We are now on site at U1559B,  bringing up cores, (!) which makes the previous eight days of transit all worth it.

It was kind of a rough ride getting here – the seas were “unsettled” (the Captain’s term, in his weather forecast).  This translated in practice as: heave (bow to stern rocking) and roll (port to starboard rocking), interacting, pretty much from the moment we hit deep water off the coast of South Africa.  For me at least, it involved a lot of hanging on to things (there are, fortunately handholds and rails along every corridor and stairway on the JR), and getting used to reading and working on my computer while moving (me + the table/counter my computer sat on, each wobbling with its own slightly different amplitude, if not frequency).  Ths ship’s doctor was ready with a generous supply of seasickness medication for those in need, and that (mostly) helped the science team, who are obviously the least accustomed to this kind of motion at sea.

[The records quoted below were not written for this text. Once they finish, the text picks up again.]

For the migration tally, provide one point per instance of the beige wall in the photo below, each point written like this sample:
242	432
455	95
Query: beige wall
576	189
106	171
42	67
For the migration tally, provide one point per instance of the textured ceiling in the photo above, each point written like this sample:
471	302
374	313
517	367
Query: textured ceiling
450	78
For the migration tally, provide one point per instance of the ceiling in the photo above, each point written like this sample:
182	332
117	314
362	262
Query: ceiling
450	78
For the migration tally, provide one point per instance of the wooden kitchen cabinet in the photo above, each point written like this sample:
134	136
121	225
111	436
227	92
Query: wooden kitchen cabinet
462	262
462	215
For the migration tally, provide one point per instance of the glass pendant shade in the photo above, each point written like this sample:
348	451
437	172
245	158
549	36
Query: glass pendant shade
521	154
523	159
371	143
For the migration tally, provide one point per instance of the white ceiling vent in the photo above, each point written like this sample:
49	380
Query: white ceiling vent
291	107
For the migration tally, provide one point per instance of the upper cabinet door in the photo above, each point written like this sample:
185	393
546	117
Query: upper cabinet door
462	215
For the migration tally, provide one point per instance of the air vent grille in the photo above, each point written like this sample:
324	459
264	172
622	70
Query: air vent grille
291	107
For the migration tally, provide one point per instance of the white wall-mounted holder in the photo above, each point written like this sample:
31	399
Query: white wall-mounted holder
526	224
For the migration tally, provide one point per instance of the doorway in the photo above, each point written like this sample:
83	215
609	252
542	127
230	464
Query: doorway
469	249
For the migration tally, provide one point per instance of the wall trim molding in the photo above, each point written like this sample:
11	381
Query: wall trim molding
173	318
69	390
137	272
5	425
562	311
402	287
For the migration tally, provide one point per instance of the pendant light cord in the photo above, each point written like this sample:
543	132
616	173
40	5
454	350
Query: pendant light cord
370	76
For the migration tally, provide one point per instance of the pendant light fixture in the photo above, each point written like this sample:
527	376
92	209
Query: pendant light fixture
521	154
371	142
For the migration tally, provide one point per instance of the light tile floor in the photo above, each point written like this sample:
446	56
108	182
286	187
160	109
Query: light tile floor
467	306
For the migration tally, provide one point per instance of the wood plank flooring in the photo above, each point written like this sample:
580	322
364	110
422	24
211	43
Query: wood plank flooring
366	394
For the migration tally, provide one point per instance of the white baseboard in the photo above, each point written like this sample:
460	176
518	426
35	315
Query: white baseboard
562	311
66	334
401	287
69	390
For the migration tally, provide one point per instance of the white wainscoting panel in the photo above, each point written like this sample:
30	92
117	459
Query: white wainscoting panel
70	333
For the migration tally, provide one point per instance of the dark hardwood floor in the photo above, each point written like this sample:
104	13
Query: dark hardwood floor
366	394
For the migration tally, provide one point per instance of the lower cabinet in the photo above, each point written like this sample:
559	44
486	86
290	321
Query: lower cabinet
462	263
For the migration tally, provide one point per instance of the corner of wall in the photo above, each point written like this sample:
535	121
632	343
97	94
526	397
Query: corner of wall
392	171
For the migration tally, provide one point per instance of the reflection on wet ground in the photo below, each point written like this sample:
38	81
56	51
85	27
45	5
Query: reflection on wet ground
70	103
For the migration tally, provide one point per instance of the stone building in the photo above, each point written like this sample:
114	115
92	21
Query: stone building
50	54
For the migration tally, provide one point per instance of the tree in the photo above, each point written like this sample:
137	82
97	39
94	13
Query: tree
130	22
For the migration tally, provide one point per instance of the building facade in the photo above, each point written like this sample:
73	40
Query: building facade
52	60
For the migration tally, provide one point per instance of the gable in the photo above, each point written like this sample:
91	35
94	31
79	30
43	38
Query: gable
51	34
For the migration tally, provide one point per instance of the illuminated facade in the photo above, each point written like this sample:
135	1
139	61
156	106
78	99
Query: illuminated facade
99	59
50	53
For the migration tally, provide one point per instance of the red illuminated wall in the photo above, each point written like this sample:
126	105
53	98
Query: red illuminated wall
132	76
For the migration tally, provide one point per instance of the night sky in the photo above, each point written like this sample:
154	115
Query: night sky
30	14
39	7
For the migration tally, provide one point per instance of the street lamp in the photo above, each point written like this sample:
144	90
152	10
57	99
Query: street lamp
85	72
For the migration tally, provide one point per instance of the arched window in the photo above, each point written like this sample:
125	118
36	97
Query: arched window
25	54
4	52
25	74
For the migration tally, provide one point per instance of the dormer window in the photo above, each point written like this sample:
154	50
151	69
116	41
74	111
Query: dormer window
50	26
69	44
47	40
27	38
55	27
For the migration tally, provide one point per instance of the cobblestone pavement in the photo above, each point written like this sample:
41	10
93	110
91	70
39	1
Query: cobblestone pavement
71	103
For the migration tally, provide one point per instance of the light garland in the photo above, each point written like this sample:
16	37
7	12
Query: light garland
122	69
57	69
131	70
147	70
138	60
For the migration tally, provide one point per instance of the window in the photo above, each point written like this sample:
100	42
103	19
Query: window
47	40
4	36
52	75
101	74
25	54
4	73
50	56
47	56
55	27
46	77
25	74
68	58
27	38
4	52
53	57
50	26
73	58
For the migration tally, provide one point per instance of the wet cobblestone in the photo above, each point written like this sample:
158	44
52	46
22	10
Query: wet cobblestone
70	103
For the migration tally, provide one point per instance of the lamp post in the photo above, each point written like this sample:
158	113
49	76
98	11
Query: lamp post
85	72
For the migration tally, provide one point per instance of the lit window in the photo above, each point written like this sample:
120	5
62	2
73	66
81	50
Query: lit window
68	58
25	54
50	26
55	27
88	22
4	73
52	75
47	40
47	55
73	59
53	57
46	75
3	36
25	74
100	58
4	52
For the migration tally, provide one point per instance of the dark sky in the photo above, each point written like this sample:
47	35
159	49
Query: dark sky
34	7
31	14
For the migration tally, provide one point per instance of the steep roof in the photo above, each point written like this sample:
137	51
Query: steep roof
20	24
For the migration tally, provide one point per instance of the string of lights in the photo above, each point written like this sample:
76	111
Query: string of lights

The long transit afforded the opportunity to get ready for the drilling and coring to come, and to try and align our planned activities and measurements with what had been done during our partner Expedition 390.  My work in this regard has orbited around two different Geochemistry instruments: an ICP-AES (Inductively Coupled Plasma Atomic Emission Spectrometer), and a pXRF (portable X Ray Fluorescence Spectrometer).  Both measure elemental abundances – the ICP in both solids and waters, and the pXRF in solids.  And both were installed on the JR since my last Expedition, so I have some getting up to speed to do on them.  There is also preparing for doing squeezing and geochemical sampling of porefluids in recovered sediments, which is complicated because many of the shipboard team want aliquots of what could be very limited available fluids.  My counterparts on the 0000-1200 shift are leading our efforts here, for which I am most grateful!

       

We also had a couple “teaser cores” that the Petrology and Physical Properties teams could get their feet wet on.  These were recovered during the technical Expeditions last year, but were not cut or described.  So, while we transited these were cut open, imaged, described, and sampled for shipboard geochemical and geophysical analysis.

Looking forward to collecting great igneous rock cores here at U1559 (promising so far!), and getting to help figure out what kinds of basalts they are and what their history of alteration and change may have been.  The geochemistry is a central piece of this (and why that is I’ll try and get into in a blog post here in the near future!).